A presidenta Dilma Rousseff, ao lado dos quatro ex-presidentes da República vivos, instalou nesta quarta-feira 16 a Comissão da Verdade, cujo objetivo, exposto na lei 12.528, é “examinar e esclarecer graves violações de direitos humanos” praticadas entre 1946 e 1988. Antes mesmo de sua instalação, a comissão se viu envolta em uma celeuma: a comissão deve focar apenas as violações cometidas por agentes do estado ou também ofensas aos direitos humanos realizadas por determinados setores da luta armada? Esta discussão é torta, deslocada da realidade e encontra suas raízes numa interpretação falsa do que houve em 1964.
Dilma e os ex-presidentes Lula, Fernando Collor, José Sarney e Fernando Henrique. Foto: Ricardo Stuckert / Instituto Lula |
A discussão fez dois ex-ministros trocarem acusações. Nelson Jobim, ministro da Defesa nos governos Luiz Inácio Lula da Silva e Dilma, alardeou um acordo supostamente firmado na época da redação do texto. Segundo Jobim, o acordo previa que ações da esquerda armada também seriam investigadas. Paulo Vannuchi, ex-ministro da secretaria de Direitos Humanos da Presidência, acusou Jobim de mentir.
A postura de Jobim ecoa as posições de alguns setores militares. O general da reserva Marco Antônio Felício da Silva, afirmou ao Estado de S.Paulo que o objetivo da comissão é colocar os grupos armados “como democratas e defensores da liberdade e dos direitos humanos quando, no passado, desejavam a derrubada do governo e a instalação de uma ditadura do proletariado por meio da luta armada, usando do terrorismo”. O que está por trás deste tipo de pensamento? Não é preciso ter dúvidas. Para muitos brasileiros, incluindo diversos militares, o que ocorreu em 31 de março de 1964 foi correto. Foi, para eles, não um golpe, mas sim uma revolução para impedir a suposta tomada de poder por comunistas. Essa versão serve para esconder o fato de que o golpe foi um levante, militar e civil, apoiado inclusive por empresários e veículos de comunicação, contra um governo frágil e de pouca habilidade política cuja atuação indicava a redução de privilégios de algumas das elites nacionais.
Essa argumentação desconsidera dois aspectos fundamentais. O primeiro confunde o que houve no Brasil entre 1964 e 1985 com uma guerra civil. Os crimes da esquerda, entre eles atentados terroristas, já foram investigados e julgados. Os militantes anti-regime eram, do ponto de vista da lei, criminosos comuns. Alguns dos processos contra eles se deram em tribunais que consistiam clamorosas farsas. Houve até condenações à pena de morte, como a do ex-militante Ottoni Fernandes Júnior. Foi justamente na busca a esses setores da esquerda que o regime de exceção da época, ilegítimo por não ter sido eleito, cometeu graves violações de direitos humanos até hoje jamais investigadas.

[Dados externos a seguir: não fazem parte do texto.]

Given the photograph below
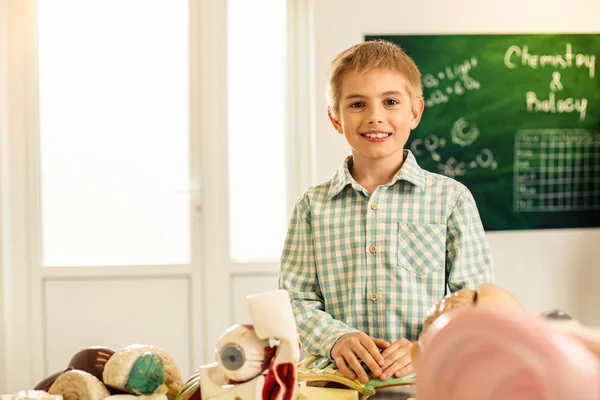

O segundo aspecto deixado de lado por quem advoga peso igual para as violações cometidas pelo estado e por civis é que os dois tipos de violência não podem, de forma alguma, ser igualados. O Estatuto de Roma, base do Tribunal Penal Internacional, estabelece que crimes contra a humanidade são “ofensas à dignidade humana, graves humilhações e degradação” contra “um ou mais seres humanos” que sejam “parte de uma política de governo ou toleradas por um governo ou autoridade”. No Brasil, foi exatamente isso o que houve. Agentes do estado, cuja missão era zelar pelos direitos daqueles sob sua custódia, violaram sistematicamente, sob ordens superiores e cadeia de comando, esses direitos e também as constituições vigentes na época. Entre os crimes citados no Estatuto de Roma estão três que foram amplamente cometidos pelo estado brasileiro: assassinato, tortura e perseguição política. E por que há pesos diferentes para a violência estatal e para a cometida por civis? Porque um mundo civilizado simplesmente não pode conviver com estados que cometam crimes contra sua própria população.
A Comissão da Verdade tem um objetivo específico e muito claro. Ela não foi criada para esconder que muitos setores da esquerda nos anos 1960 e 1970 eram também pouco ou nada democráticos, para esquecer atentados e suas vítimas ou para dizer que o sistema de indenização aos prejudicados pela ditadura é perfeito. A comissão é uma tentativa de contar a verdadeira história das violações de direitos humanos que o estado brasileiro cometeu contra brasileiros e imortalizar este drama para que ele nunca mais se repita.